CTX PROTECTION SOCIALE, 17 décembre 2024 — 23/00447

Fait droit à l'ensemble des demandes du ou des demandeurs sans accorder de délais d'exécution au défendeur Cour de cassation — CTX PROTECTION SOCIALE

Texte intégral

MINUTE : 24/ DOSSIER : N° RG 23/00447 - N° Portalis DBX4-W-B7H-R4TH AFFAIRE : [7] / [R] [L] [W] NAC : 88B

TRIBUNAL JUDICIAIRE DE TOULOUSE

POLE SOCIAL

JUGEMENT DU 17 DECEMBRE 2024

COMPOSITION DU TRIBUNAL lors des débats et du délibéré :

Président Christophe THOUY, Juge

Assesseurs Bernard VINCENT, Collège employeur du régime général Eric SIMON, Collège salarié du régime général

Greffier Véronique GAUCI,

DEMANDERESSE

[7], dont le siège social est sis [Adresse 3]

représentée par Me Gaëlle LEFRANCOIS de la SELARL DBA, avocats au barreau de TOULOUSE

DEFENDEUR

Monsieur [R] [L] [W], demeurant [Adresse 1]

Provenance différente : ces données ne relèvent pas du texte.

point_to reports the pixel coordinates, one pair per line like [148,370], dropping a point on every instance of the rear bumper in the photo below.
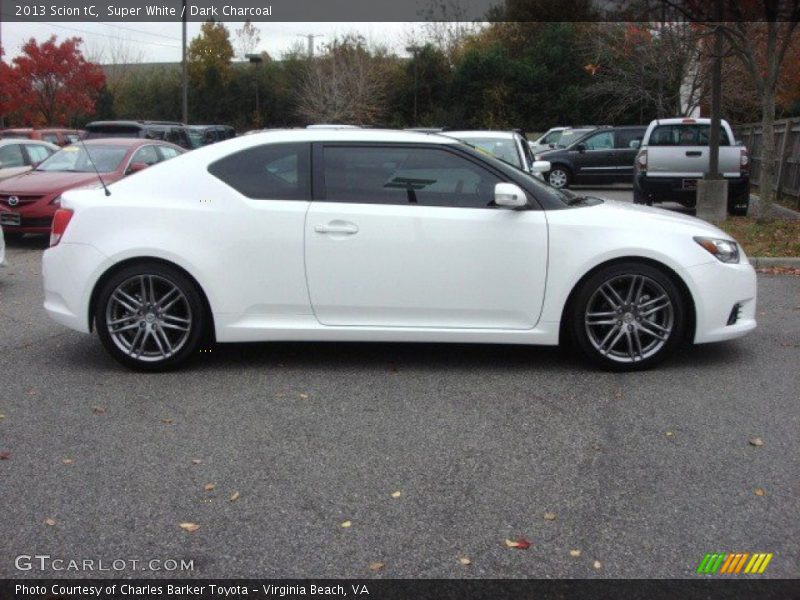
[720,292]
[70,272]
[671,189]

représenté par Me Fadel ALLOUNE, avocat au barreau de TOULOUSE

DEBATS : en audience publique du 15 Octobre 2024

MIS EN DELIBERE au 17 Décembre 2024

JUGEMENT : signé par le président et le greffier et mis à disposition le 17 Décembre 2024

EXPOSÉ DU LITIGE

Par courriers de mise en demeure datées du 13 juin 2014, 12 octobre 2015 et 06 juin 2016, l’[5] ([4]) de Midi-Pyrénées invitait monsieur [R] [L] [W] à lui verser respectivement les sommes suivantes 1.983,00 euros au titre des cotisations et contributions sociales du 2ième trimestre 2014, 1.761,00 euros au titre des cotisations et contributions sociales du 3ième trimestre 2015 et 1.105,00 euros au titre des cotisations et contributions sociales du 2ième trimestre 2016. Le 26 avril 2023, l’[7] délivrait une contrainte n°0009026211 à l’encontre de monsieur [R] [L] [W] d’un montant de 3.272,86 euros dont une somme de 223,00 euros correspondait aux majorations de retard.

Cette contrainte était signifiée à monsieur [R] [L] [W] le 02 mai 2023 et ce dernier envoyait le 05 mai 2023 une requête au greffe du pôle social du tribunal judiciaire de Toulouse afin de s’opposer à son exécution. À défaut de conciliation possible, l’affaire était appelée à l’audience du 07 décembre 2023, les parties ayant sollicité le renvoi successif de ce dossier qui sera finalement retenu à l’audience du 15 octobre 2024.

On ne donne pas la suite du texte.